A series of thuds came from the body of the
Nomad
.

“What is that?” asked Paul.

“The thing circling us has fired a number of devices,” said Steven. “They've attached themselves to our hull.”

Meia turned to look at Paul.

“We're being scanned,” she said. “My CPU has detected it.”

“She's right,” said Alis. “They're moving through all non-organic systems.”

“But this ship is immune to scans,” said Paul.

“Not any longer,” said Meia.

“It's not only non-organics,” cut in Syl. “I can sense them examining me too.”

It was an odd feeling, and she could only compare it to a kind of caress. It was intrusive, but not entirely unpleasant. She closed her mind to the probing, just in case, but she believed the scan to be physical, and not in any way attuned to psychic activity.
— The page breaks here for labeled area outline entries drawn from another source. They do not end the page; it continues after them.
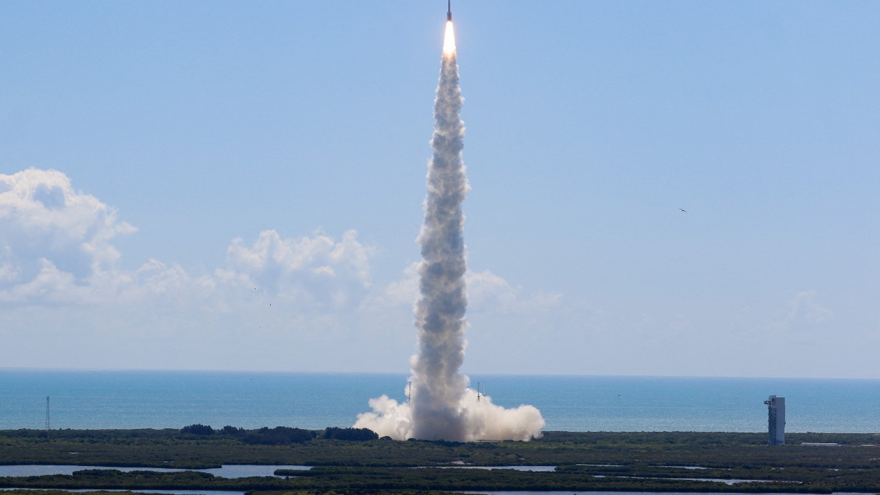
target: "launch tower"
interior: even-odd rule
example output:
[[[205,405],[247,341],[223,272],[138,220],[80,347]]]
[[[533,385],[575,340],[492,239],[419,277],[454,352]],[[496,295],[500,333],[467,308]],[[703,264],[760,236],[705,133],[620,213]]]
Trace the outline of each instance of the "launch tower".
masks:
[[[767,444],[785,445],[785,397],[770,395],[767,405]]]

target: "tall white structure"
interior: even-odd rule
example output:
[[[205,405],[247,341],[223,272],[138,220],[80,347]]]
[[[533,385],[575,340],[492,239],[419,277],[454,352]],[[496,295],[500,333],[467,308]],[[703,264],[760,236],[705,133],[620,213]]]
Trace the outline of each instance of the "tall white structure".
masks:
[[[767,405],[767,444],[785,445],[785,397],[770,395]]]

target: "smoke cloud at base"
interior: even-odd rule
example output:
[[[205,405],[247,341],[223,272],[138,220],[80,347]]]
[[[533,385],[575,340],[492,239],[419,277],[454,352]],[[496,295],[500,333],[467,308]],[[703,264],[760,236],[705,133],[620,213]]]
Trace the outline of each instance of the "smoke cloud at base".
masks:
[[[370,400],[372,412],[357,415],[356,428],[370,428],[380,437],[388,436],[396,440],[419,438],[415,434],[413,408],[408,403],[398,403],[387,395]],[[541,436],[545,425],[540,411],[534,406],[521,405],[505,409],[492,403],[488,395],[466,389],[457,404],[456,410],[464,430],[454,439],[441,436],[422,440],[530,440]]]
[[[433,157],[428,163],[425,219],[419,233],[422,297],[415,303],[419,351],[410,359],[410,401],[385,395],[370,401],[373,412],[355,425],[397,440],[528,440],[540,436],[544,419],[532,406],[506,410],[467,388],[458,370],[465,359],[465,215],[462,203],[470,186],[461,151],[461,88],[455,33],[446,23],[443,64],[434,102]],[[478,400],[479,399],[479,400]]]

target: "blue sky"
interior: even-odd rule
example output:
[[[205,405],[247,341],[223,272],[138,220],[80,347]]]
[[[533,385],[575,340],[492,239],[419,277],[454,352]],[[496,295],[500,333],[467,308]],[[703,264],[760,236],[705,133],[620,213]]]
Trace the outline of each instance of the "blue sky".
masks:
[[[0,366],[406,372],[429,4],[0,3]],[[464,371],[880,378],[880,4],[454,4]]]

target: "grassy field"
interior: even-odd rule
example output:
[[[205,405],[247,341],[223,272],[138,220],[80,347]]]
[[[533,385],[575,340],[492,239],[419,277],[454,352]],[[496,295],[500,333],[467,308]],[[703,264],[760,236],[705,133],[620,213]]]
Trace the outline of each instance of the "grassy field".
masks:
[[[0,464],[209,468],[304,464],[291,477],[84,469],[73,476],[0,477],[0,486],[200,489],[305,493],[418,491],[880,492],[880,435],[792,433],[766,445],[759,433],[547,432],[531,442],[327,440],[253,445],[239,435],[179,430],[0,431]],[[834,443],[836,447],[801,445]],[[548,472],[451,466],[556,466]],[[422,469],[413,469],[422,467]],[[444,469],[447,468],[447,469]],[[693,469],[700,468],[700,469]],[[712,480],[755,480],[728,484]],[[39,495],[32,491],[28,495]],[[47,494],[48,495],[48,494]]]

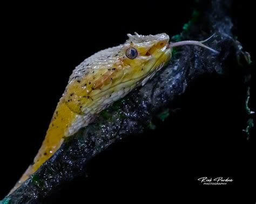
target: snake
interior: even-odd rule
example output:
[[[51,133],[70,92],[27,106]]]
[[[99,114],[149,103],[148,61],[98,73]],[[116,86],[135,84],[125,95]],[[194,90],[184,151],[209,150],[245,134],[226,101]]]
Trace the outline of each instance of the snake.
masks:
[[[166,33],[143,36],[135,33],[127,36],[123,44],[95,53],[73,71],[33,164],[9,194],[56,152],[64,138],[88,125],[96,114],[136,87],[144,86],[168,63],[173,47],[194,45],[218,53],[203,44],[211,37],[202,41],[169,43]]]

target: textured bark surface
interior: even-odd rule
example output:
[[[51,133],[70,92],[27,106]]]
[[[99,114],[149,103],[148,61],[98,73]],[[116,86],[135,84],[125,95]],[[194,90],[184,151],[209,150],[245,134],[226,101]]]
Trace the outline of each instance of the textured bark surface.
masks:
[[[96,154],[117,140],[142,133],[154,117],[167,108],[172,109],[173,101],[198,76],[221,74],[234,65],[238,67],[237,57],[244,53],[232,33],[231,4],[228,1],[202,2],[181,34],[176,37],[176,40],[203,40],[215,33],[206,44],[220,51],[219,54],[197,46],[175,50],[168,66],[152,80],[102,111],[93,123],[68,138],[31,179],[2,202],[43,203],[62,187],[84,175],[86,164]],[[243,73],[242,69],[241,72]]]

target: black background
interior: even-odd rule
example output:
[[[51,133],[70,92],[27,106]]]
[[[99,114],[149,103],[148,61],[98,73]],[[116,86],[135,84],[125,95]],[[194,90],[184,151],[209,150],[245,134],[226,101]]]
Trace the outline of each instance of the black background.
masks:
[[[1,82],[0,198],[33,160],[76,66],[98,51],[123,43],[127,33],[179,33],[194,5],[184,1],[124,1],[115,8],[109,2],[11,5],[4,18],[8,64],[2,78],[8,80]],[[252,5],[245,1],[235,2],[232,11],[234,32],[253,61],[253,12]],[[199,201],[205,194],[211,200],[219,201],[224,195],[247,203],[253,193],[255,197],[255,134],[254,130],[247,140],[242,131],[246,122],[242,85],[235,74],[194,82],[179,99],[180,109],[164,122],[156,119],[155,130],[124,139],[97,156],[89,177],[66,186],[53,203],[181,202]],[[251,91],[255,110],[255,86]],[[234,181],[205,186],[197,180],[203,177]]]

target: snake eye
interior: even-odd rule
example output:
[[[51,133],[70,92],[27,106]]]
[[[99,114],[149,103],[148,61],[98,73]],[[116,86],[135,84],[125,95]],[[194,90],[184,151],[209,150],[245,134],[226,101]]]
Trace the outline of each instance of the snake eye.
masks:
[[[125,51],[125,55],[128,58],[132,60],[138,56],[138,51],[134,47],[129,47]]]

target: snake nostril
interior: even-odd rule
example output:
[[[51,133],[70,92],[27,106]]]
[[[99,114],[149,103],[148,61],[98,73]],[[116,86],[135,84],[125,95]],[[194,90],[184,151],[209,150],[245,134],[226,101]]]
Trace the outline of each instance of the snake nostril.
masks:
[[[150,56],[151,54],[150,53],[150,52],[147,51],[146,53],[145,54],[146,56]]]

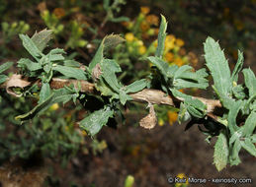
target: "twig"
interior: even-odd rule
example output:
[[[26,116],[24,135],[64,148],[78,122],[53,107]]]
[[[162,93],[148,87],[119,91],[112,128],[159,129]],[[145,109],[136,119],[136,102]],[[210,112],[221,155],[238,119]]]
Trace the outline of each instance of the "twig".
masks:
[[[28,79],[23,78],[23,80],[28,80]],[[0,89],[6,89],[7,83],[9,81],[11,81],[11,78],[9,78],[9,80],[7,80],[5,83],[0,85]],[[34,84],[37,84],[39,87],[42,86],[40,81],[36,81],[34,82]],[[96,91],[94,84],[89,83],[87,81],[82,81],[82,80],[79,81],[79,80],[66,80],[66,79],[53,78],[50,82],[50,88],[57,90],[57,89],[63,88],[64,86],[70,86],[72,84],[74,85],[74,87],[78,87],[78,85],[80,85],[81,86],[80,92],[82,93],[100,94],[100,93]],[[129,94],[129,95],[132,97],[133,99],[132,101],[136,101],[136,102],[147,102],[152,104],[165,104],[170,106],[176,106],[175,103],[177,98],[174,98],[171,95],[166,95],[165,93],[158,90],[144,89],[135,94]],[[214,110],[216,108],[221,108],[221,103],[219,100],[208,99],[208,98],[197,97],[197,96],[194,96],[194,98],[198,98],[199,100],[204,102],[208,107],[207,115],[216,120],[217,116],[214,115]],[[183,99],[179,98],[177,101],[181,102],[183,101]]]

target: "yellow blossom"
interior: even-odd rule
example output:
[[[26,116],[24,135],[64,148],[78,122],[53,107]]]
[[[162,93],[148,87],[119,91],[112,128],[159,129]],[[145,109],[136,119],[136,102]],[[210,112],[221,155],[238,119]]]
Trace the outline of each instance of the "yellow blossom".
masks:
[[[131,41],[134,40],[134,35],[133,35],[133,33],[128,32],[128,33],[126,33],[125,38],[126,38],[128,42],[131,42]]]
[[[147,15],[149,11],[150,11],[149,7],[140,7],[140,12],[144,15]]]
[[[178,113],[175,111],[168,110],[167,117],[169,124],[173,125],[173,123],[178,119]]]
[[[55,8],[53,10],[53,14],[58,18],[61,19],[65,16],[65,10],[63,8]]]
[[[181,57],[177,57],[174,59],[174,63],[180,67],[184,64],[184,61],[181,59]]]
[[[144,45],[138,47],[138,53],[139,53],[139,54],[144,54],[145,51],[146,51],[146,48],[145,48]]]
[[[178,45],[178,46],[183,46],[184,45],[184,40],[182,40],[182,39],[180,39],[180,38],[177,38],[176,39],[176,44]]]

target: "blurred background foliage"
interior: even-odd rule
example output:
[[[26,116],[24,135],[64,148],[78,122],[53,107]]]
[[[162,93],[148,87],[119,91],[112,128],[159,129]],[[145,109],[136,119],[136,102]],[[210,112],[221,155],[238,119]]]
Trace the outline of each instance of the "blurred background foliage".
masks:
[[[169,22],[164,59],[170,65],[202,66],[202,43],[208,35],[220,41],[230,62],[237,59],[237,49],[245,51],[250,61],[256,41],[255,10],[255,0],[0,0],[0,63],[26,55],[18,33],[32,35],[47,28],[54,32],[52,47],[64,48],[70,57],[88,65],[101,39],[115,32],[127,41],[106,56],[120,63],[124,71],[119,79],[129,84],[150,72],[151,64],[144,57],[155,52],[160,14]],[[17,69],[12,72],[19,73]],[[54,104],[41,118],[20,125],[14,116],[29,111],[37,100],[13,98],[2,91],[0,98],[1,161],[40,153],[66,165],[77,153],[99,155],[108,148],[105,140],[89,140],[78,128],[86,112],[79,104],[67,103],[64,108]],[[129,113],[135,115],[142,108],[132,103]],[[174,108],[156,106],[156,111],[160,126],[177,120]],[[130,153],[136,150],[139,148]],[[48,183],[56,184],[54,179]]]

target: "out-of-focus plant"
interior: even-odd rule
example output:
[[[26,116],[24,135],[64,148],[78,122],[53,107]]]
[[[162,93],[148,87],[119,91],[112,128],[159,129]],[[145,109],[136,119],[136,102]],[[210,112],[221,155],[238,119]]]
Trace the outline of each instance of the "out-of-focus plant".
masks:
[[[153,40],[153,36],[158,34],[159,19],[156,15],[149,14],[148,7],[141,7],[138,16],[129,22],[124,22],[123,25],[127,28],[128,32],[125,33],[127,40],[126,45],[119,45],[116,48],[113,56],[126,68],[127,71],[121,76],[121,80],[128,80],[143,78],[150,72],[151,63],[143,61],[148,55],[153,54],[157,48],[157,40]],[[198,58],[195,53],[187,52],[185,41],[173,34],[166,35],[163,59],[168,62],[170,66],[182,66],[185,64],[192,64],[197,66]],[[140,61],[134,59],[140,58]],[[140,70],[138,73],[134,72],[134,66]],[[183,92],[183,91],[182,91]],[[178,119],[177,110],[170,107],[156,107],[158,124],[163,125],[168,121],[172,125]]]
[[[24,21],[14,22],[12,24],[3,22],[1,27],[2,40],[4,43],[9,43],[18,33],[26,33],[30,30],[30,25]]]

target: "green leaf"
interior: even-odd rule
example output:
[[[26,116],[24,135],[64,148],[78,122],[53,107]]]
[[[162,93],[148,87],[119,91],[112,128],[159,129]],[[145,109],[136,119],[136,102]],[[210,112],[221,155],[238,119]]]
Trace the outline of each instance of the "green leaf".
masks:
[[[229,96],[232,88],[230,70],[227,60],[219,44],[212,37],[208,37],[204,43],[205,59],[207,66],[213,78],[214,88],[217,91],[220,101],[222,102]]]
[[[5,76],[5,75],[0,75],[0,84],[6,82],[7,79],[8,79],[7,76]]]
[[[23,46],[27,49],[27,51],[36,59],[39,60],[43,53],[40,51],[38,46],[34,43],[34,41],[25,34],[19,34],[20,38],[23,41]]]
[[[251,69],[243,69],[244,83],[249,90],[249,95],[256,94],[256,78]]]
[[[173,85],[176,89],[208,88],[208,80],[205,78],[208,76],[206,69],[201,69],[197,72],[192,72],[192,70],[191,66],[184,65],[174,72]]]
[[[226,136],[223,132],[217,137],[214,145],[213,163],[218,171],[222,170],[227,164],[228,145]]]
[[[158,38],[157,38],[157,47],[155,51],[155,56],[162,58],[163,51],[164,51],[164,41],[166,37],[166,29],[167,29],[167,23],[166,19],[163,15],[161,15],[161,24],[160,29],[158,32]]]
[[[90,73],[92,73],[92,70],[96,66],[96,64],[101,63],[103,61],[104,40],[105,40],[105,37],[103,38],[96,54],[94,55],[91,63],[89,64],[88,70]]]
[[[230,101],[230,109],[227,115],[227,122],[228,122],[228,128],[230,130],[231,135],[233,135],[233,133],[238,130],[238,127],[236,125],[236,116],[239,110],[241,109],[241,107],[242,107],[242,100]]]
[[[147,81],[145,79],[135,81],[126,87],[126,94],[137,93],[137,92],[143,90],[146,86],[147,86]]]
[[[0,73],[8,70],[13,65],[13,62],[5,62],[2,65],[0,65]]]
[[[250,155],[252,155],[253,156],[256,156],[256,148],[255,148],[254,144],[251,142],[250,139],[245,139],[244,141],[241,141],[241,146]]]
[[[35,115],[44,111],[53,103],[56,103],[56,102],[66,103],[73,97],[74,94],[75,94],[74,93],[72,93],[69,89],[66,89],[66,88],[55,90],[47,98],[45,98],[43,102],[35,106],[31,111],[22,115],[18,115],[15,117],[15,119],[16,120],[21,119],[22,121],[32,119],[33,117],[35,117]]]
[[[77,80],[87,80],[84,71],[72,67],[66,67],[61,65],[55,65],[52,67],[53,70],[58,71],[66,77],[74,78]]]
[[[169,65],[165,61],[156,56],[149,56],[147,59],[158,68],[163,76],[167,77]]]
[[[238,59],[237,62],[235,64],[234,70],[232,72],[232,76],[231,76],[231,80],[232,82],[236,82],[238,80],[238,73],[241,71],[242,67],[243,67],[243,53],[238,50]]]
[[[114,111],[109,107],[97,110],[80,121],[80,128],[88,132],[89,135],[95,136],[106,125],[109,118],[113,117]]]
[[[42,66],[39,63],[31,61],[29,58],[21,58],[17,63],[18,67],[26,67],[30,71],[42,69]]]
[[[122,71],[119,64],[114,60],[104,59],[104,61],[101,63],[101,68],[102,77],[104,80],[108,83],[113,91],[119,93],[122,85],[119,84],[118,78],[115,74]]]
[[[239,157],[239,152],[241,148],[242,148],[241,143],[237,139],[234,142],[233,147],[230,149],[230,156],[229,156],[230,165],[238,165],[241,162],[241,159]]]
[[[39,104],[43,102],[46,98],[48,98],[50,94],[51,94],[51,90],[50,90],[49,84],[43,83],[43,86],[42,86],[41,92],[40,92]]]
[[[64,66],[73,67],[73,68],[79,68],[80,63],[75,60],[65,60]]]
[[[32,36],[33,42],[37,45],[41,52],[47,46],[48,41],[52,37],[52,31],[51,30],[43,30],[40,32],[35,32]]]
[[[121,90],[120,93],[119,93],[119,97],[120,97],[120,101],[123,105],[126,104],[126,102],[128,100],[132,100],[131,96],[129,96],[128,94],[127,94],[125,93],[125,91]]]
[[[104,40],[104,50],[108,50],[110,48],[116,47],[118,44],[126,41],[119,34],[110,34],[105,37]]]
[[[184,104],[191,115],[198,118],[203,118],[206,115],[207,105],[204,104],[201,100],[198,98],[193,98],[193,96],[185,94],[176,89],[170,89],[170,91],[175,97],[184,99]]]
[[[243,136],[249,136],[253,133],[254,129],[256,127],[256,111],[252,111],[250,115],[247,117],[244,125],[242,126]]]

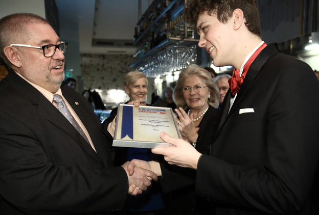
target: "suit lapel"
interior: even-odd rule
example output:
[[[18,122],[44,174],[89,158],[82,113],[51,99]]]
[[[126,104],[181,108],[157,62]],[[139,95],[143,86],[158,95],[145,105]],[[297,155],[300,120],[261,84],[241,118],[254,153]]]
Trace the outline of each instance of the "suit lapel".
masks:
[[[218,119],[218,122],[217,123],[217,130],[215,133],[216,135],[218,133],[219,129],[222,126],[222,125],[227,121],[228,119],[230,117],[232,114],[234,113],[235,109],[240,102],[243,97],[245,95],[245,94],[247,92],[247,90],[249,89],[254,79],[256,78],[256,76],[261,70],[262,67],[266,63],[267,61],[272,56],[279,52],[280,51],[278,49],[278,46],[277,44],[271,44],[267,45],[264,48],[261,52],[258,55],[255,61],[252,64],[252,65],[249,67],[247,74],[245,77],[244,82],[242,85],[240,87],[240,89],[237,93],[237,96],[234,101],[232,108],[229,111],[230,105],[224,105],[222,106],[222,110],[220,115],[220,117]],[[227,103],[230,102],[231,98],[231,95],[230,93],[230,90],[227,92],[225,99],[226,99],[225,101]],[[226,107],[226,106],[227,106]],[[227,109],[227,110],[226,110]],[[216,135],[217,136],[217,135]],[[215,137],[215,139],[217,137]]]
[[[65,87],[65,86],[64,86]],[[69,86],[66,86],[67,88],[69,88]],[[66,88],[67,89],[67,88]],[[92,127],[92,121],[93,120],[93,119],[89,119],[89,117],[91,116],[91,115],[88,115],[87,111],[88,110],[84,108],[83,106],[83,104],[81,101],[78,101],[76,98],[77,97],[74,97],[72,96],[72,94],[69,94],[69,91],[63,90],[63,87],[61,87],[61,90],[62,91],[62,93],[63,96],[65,98],[65,99],[67,100],[67,102],[71,106],[74,112],[78,115],[79,118],[81,119],[81,121],[85,127],[85,128],[87,130],[90,138],[92,140],[93,143],[95,143],[94,145],[97,151],[98,151],[98,146],[97,144],[98,141],[95,141],[95,136],[98,135],[96,133],[96,131],[93,130]],[[67,90],[71,90],[70,89],[67,89]],[[74,93],[74,92],[73,92]],[[77,104],[76,104],[76,102]],[[64,118],[67,122],[69,121],[67,120],[62,115],[61,115],[62,118]],[[72,132],[70,133],[70,135],[73,136],[76,136],[76,139],[79,142],[80,145],[82,147],[82,148],[84,150],[93,158],[95,159],[96,161],[100,163],[103,166],[104,166],[104,162],[103,159],[99,156],[98,154],[94,151],[94,150],[92,148],[91,146],[88,144],[88,143],[85,141],[85,140],[81,136],[80,133],[76,130],[75,128],[73,127],[70,123],[68,123],[67,125],[70,125],[71,127],[69,128],[69,130],[72,130]],[[68,126],[69,127],[69,126]]]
“I don't feel anything,” said Thula.

Suddenly there appeared before him an image of his own body, skinless but identifiable by the shape of his nose, which had been broken so often when he was a boy as to be highly distinctive. Thula could see his lungs pumping, his heart beating, even the twitch of individual muscles. Then the image was magnified rapidly, until within seconds Thula was staring into the deepest workings of his brain, watching as synapses flared.

He risked a quick glance away, and saw that all of the others were also staring at maps of their bodies in varying stages of magnification. Only three were different from the rest. The brief glimpse that Thula got of Meia's insides was much like Alis's, and showed pale tubes and hints of circuitry, alongside unidentifiable organs that were part mechanical and part laboratory-grown flesh. When the scan reached Meia's brain, the patterns revealed were more regimented than his, and the paths taken by the electrical pulses more ordered. He wasn't entirely surprised. He'd never considered himself particularly logical.

Then there was Syl. Her brain scan showed nothing—nothing at all. It was like looking at a ball of dough. A scan of a dead person's brain would probably have revealed something similar.

The projections vanished and the
Nomad
's lights began to flicker on and off. The food processors and heaters powered up, then just as quickly ceased to function. The chemical toilet flushed. Doors opened and closed of their own volition.

“They're deep in our circuitry,” said Meia.

“Why?” asked Paul.

He saw Meia discreetly plug herself into the
Nomad
's systems.

“Careful, Meia,” he said.

Meia jolted as she connected with the ship's computer, but she quickly recovered herself. Her eyes danced in their sockets, flicking back and forth, up and down, following code unseen by the rest of them.

“They're searching,” said Meia.

“For what?”

“Contamination. It's extraordinary. This is scanning on a subatomic level. We have nothing like it. It's—”

Meia spasmed, and her head began to shake uncontrollably. Her hands opened and closed repeatedly, and then the shaking spread to her entire body.